Active healthy sleep tips

  • Active Airway Restoration Protocols
  • Lifestyle Changes
  • Cranial Facial Release
  • Stop Smoking
  • Functional Dentistry Mouthpieces
  • Breathing Devices
  • INSPIRE Surgery (as a last resort)

If you have trouble falling asleep, maintaining sleep, awaken earlier than you wish, feel unrefreshed after sleep or suffer from excessive sleepiness during the day or when you wish to be alert, you should consult a physician. The following tips will help you sleep better.

  • Tape your mouth shut
  • Create a sleep-friendly environment
  • Meditate
  • Sleep on a comfortable mattress and pillows (Intellibed)
  • Use your bedroom only for sleeping and sex
  • Finish eating at least 2 hours before your regular bedtime
  • Exercise regularly (minimum of 3 times per week)
  • Avoid caffeine, nicotine, alcohol close to bedtime
  • Maintain a regular sleep and wake time



Insomniacs have problems falling asleep, staying asleep, or both. Specifically, they can exhibit: delayed sleep onset; frequent prolonged arousals during the night; early morning awakenings; or low quality sleep. Most people have experienced insomnia during temporary periods of stress in their life. This is termed acute or short-term insomnia and is usually resolved on its own. However, if the problem persists for more than four weeks, professional advice should be sought.


Are there different types of Insomnia?

An individual can exhibit either primary or secondary insomnia. Primary insomnia is typically associated with stress and is not associated with any other mental or physical problems. Secondary insomnia is the result of underlying problems such as anxiety, mood disorders or medical conditions such as Restless Legs Syndrome or Sleep Apnea.

With 40 million Americans suffering from this horrible condition, it is not surprising that the number one cause of insomnia is stress. The Active program is so successful treating insomnia because the proprietary protocols directly address stress. Insomnia might also be a symptom of an anxiety or mood disorder or even a medical condition such as chronic pain.



While sleeping pills can be very effective for short-term insomnia, they are not recommended for a long-term sleep problem. For chronic insomnia, there is Cognitive Behavioral Therapy (CBT) where patients learn to manage their own symptoms. This approach is generally more effective and the beneficial results tend to last longer.

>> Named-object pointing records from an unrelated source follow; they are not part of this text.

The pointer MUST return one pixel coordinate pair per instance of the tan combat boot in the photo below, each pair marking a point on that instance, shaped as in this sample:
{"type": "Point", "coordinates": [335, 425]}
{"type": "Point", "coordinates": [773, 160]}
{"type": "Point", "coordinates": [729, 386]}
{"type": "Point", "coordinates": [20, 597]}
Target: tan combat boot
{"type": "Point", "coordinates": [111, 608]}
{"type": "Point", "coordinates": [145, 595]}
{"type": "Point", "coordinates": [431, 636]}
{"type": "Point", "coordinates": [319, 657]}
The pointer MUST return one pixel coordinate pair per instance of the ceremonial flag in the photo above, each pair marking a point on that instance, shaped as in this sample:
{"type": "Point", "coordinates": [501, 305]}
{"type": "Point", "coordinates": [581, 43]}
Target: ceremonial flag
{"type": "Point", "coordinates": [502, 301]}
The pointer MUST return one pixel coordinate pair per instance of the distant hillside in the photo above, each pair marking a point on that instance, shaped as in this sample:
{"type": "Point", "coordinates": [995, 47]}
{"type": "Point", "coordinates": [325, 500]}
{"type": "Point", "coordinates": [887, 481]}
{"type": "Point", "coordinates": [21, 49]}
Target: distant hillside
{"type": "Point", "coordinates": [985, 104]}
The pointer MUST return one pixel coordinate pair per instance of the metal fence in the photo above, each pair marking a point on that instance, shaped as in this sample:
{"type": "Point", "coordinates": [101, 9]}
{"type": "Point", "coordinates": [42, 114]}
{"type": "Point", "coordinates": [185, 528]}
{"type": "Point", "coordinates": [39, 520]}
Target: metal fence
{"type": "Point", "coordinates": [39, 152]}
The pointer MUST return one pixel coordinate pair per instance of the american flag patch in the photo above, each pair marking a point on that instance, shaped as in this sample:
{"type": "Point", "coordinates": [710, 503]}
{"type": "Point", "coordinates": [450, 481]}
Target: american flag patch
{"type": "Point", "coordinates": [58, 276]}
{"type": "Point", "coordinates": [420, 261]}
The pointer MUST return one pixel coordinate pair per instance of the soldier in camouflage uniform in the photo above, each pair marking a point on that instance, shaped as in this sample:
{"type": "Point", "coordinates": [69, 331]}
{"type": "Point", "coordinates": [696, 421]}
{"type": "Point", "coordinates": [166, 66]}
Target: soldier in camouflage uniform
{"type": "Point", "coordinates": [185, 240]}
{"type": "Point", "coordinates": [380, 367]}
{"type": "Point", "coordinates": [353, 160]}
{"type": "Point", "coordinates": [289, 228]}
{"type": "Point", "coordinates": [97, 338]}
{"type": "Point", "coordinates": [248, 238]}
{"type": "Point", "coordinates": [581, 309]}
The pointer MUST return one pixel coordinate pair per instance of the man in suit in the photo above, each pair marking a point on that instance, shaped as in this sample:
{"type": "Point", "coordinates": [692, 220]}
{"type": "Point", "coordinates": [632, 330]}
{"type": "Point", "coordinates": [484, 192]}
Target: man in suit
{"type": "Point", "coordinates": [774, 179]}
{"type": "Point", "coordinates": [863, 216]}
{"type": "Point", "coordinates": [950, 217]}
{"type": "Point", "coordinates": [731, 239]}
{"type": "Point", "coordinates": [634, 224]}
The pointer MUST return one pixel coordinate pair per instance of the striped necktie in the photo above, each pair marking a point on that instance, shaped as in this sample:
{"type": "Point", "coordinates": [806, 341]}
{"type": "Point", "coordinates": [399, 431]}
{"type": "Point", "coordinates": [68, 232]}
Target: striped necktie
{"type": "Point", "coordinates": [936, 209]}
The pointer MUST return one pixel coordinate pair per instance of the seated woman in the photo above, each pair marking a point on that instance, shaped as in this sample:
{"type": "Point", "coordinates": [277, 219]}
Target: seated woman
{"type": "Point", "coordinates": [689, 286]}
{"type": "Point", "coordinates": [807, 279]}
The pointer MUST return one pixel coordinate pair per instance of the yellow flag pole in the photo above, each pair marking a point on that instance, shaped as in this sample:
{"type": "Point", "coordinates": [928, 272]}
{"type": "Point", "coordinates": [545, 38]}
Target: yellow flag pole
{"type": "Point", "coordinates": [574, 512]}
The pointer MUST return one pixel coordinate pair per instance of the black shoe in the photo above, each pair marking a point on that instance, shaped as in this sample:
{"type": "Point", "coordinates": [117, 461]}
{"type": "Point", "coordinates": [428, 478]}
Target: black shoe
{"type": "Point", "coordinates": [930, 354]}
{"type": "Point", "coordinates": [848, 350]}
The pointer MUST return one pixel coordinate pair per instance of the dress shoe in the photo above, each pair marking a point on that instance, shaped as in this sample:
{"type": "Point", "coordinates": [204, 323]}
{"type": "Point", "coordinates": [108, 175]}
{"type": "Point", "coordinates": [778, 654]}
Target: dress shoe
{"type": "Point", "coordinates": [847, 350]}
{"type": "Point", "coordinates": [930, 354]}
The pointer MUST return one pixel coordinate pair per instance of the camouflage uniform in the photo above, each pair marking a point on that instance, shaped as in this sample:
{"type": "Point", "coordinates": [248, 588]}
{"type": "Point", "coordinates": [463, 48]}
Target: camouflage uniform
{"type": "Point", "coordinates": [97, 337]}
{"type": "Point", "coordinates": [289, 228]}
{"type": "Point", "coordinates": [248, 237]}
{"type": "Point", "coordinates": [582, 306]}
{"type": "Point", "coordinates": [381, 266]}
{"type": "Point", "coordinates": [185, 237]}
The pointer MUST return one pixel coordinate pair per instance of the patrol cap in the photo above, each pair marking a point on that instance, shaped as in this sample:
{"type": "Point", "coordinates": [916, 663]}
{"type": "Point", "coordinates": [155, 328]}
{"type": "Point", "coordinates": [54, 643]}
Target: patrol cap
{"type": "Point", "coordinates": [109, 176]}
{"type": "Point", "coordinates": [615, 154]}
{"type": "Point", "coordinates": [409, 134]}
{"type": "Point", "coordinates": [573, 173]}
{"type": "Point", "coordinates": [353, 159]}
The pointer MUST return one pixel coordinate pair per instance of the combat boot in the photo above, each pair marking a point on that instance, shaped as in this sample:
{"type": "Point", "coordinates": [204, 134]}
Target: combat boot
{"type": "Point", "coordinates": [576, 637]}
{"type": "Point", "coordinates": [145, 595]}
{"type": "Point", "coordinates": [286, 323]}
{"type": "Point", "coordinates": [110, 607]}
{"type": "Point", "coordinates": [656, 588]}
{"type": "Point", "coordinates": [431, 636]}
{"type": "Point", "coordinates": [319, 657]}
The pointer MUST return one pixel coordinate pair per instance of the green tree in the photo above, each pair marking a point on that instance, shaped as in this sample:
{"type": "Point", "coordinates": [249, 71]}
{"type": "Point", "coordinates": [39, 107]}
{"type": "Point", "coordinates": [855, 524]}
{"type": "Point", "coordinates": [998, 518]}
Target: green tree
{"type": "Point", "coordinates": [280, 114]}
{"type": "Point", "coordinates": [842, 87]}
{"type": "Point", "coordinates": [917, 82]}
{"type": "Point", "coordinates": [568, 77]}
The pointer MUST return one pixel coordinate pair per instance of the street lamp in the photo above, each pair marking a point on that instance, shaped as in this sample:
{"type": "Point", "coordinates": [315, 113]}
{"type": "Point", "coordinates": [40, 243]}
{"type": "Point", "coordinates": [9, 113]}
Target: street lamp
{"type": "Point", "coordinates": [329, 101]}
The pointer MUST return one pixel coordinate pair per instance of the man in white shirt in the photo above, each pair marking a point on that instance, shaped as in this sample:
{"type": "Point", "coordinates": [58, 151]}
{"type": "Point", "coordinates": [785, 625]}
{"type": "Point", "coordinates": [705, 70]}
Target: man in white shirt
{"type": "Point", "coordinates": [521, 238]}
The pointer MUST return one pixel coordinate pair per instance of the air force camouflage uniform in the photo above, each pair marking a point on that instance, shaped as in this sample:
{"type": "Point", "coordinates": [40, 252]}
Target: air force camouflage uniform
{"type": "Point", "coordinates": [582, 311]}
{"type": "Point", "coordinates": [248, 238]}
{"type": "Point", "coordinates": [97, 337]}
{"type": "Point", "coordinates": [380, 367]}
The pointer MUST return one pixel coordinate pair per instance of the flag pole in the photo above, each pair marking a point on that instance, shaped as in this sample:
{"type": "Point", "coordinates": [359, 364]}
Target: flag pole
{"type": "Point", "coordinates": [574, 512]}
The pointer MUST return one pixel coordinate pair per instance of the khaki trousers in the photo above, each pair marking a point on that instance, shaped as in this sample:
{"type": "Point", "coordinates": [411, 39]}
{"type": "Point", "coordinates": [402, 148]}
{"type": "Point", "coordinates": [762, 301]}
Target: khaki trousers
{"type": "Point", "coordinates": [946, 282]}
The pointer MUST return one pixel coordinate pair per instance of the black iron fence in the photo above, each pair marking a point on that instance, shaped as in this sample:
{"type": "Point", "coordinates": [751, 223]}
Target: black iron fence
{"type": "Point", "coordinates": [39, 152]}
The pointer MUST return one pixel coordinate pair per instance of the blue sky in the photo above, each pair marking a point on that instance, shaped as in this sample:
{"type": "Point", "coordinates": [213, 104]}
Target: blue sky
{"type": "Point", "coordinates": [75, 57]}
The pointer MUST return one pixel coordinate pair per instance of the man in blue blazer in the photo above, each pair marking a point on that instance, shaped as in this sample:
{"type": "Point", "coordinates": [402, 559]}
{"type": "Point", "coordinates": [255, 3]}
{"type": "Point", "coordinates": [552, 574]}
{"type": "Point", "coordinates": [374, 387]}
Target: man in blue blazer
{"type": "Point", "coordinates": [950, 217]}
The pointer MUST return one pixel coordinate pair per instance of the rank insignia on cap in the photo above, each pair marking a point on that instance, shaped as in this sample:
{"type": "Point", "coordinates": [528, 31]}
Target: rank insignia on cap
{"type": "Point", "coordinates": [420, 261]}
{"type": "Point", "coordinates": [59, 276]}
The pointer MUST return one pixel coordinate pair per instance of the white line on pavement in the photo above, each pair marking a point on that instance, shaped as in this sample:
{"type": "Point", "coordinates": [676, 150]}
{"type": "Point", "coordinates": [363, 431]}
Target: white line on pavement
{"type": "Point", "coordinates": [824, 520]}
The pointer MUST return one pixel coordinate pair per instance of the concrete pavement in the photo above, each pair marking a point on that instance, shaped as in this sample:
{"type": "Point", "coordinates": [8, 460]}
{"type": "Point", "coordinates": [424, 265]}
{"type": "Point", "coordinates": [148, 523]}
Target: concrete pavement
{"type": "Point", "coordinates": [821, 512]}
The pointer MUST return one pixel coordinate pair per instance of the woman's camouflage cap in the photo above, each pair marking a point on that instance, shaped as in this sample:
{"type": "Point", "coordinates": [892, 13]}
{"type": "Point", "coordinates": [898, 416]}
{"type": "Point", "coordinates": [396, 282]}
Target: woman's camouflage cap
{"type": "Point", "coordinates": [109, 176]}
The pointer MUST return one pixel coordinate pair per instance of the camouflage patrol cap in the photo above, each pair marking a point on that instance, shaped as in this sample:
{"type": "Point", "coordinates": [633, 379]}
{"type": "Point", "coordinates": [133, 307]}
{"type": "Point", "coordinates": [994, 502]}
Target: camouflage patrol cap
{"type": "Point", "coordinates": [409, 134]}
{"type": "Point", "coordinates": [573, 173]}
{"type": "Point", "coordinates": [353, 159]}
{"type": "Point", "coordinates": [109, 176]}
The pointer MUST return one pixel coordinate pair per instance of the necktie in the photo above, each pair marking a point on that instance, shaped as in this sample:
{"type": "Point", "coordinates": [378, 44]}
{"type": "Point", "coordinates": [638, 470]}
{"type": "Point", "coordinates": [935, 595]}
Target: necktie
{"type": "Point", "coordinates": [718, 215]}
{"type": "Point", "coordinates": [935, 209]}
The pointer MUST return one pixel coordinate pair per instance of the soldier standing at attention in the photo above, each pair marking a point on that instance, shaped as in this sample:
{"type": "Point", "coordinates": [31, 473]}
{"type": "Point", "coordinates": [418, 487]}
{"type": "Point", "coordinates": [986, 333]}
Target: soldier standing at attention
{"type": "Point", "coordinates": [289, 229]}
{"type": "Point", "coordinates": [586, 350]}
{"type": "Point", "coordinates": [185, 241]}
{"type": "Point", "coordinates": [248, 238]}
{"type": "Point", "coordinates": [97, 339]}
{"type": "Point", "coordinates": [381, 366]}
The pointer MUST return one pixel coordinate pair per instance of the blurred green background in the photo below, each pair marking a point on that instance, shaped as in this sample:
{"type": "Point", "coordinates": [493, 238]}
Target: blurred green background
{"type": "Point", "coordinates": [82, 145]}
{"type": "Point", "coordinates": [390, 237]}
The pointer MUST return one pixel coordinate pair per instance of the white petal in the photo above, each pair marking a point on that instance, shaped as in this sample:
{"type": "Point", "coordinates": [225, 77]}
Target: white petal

Some Myths and Facts about Insomnia:

  • The older you get, the less sleep you need. FALSE

We recommend that people get seven to nine hours of sleep per night. Our sleeping patterns change as we age, the amount of sleep needed generally does not. Older individuals wake more frequently throughout the night and usually get less nighttime sleep, but they require the same amount of sleep as younger adults.

  • A one hour nap during the day may interfere with nocturnal sleep. TRUE

Brief naps that last 20 to 30 minutes, and are scheduled at regular times as a daily routine, can be useful in maintaining wakefulness. However, napping longer then 30-40 minutes can affect your nocturnal sleep patterns.

  • Stay in bed if you wake up in the middle of the night and can’t go back to sleep. FALSE

Waking up in the middle of the night, and not being able to go back to sleep is one of the most common symptoms of insomnia. Various relaxation techniques, such as The LOIS Breathing Method or guided visual imagery, may help induce sleep. Such methods are more effective than counting sheep or counting backwards from 100. Most experts agree that if you cannot fall asleep with 15 to 20 minutes, then you should get out of bed and engage in some relaxing activity, listening to music, reading, or painting. Return to bed only when you are feeling sleepy, and above all, avoid watching the clock!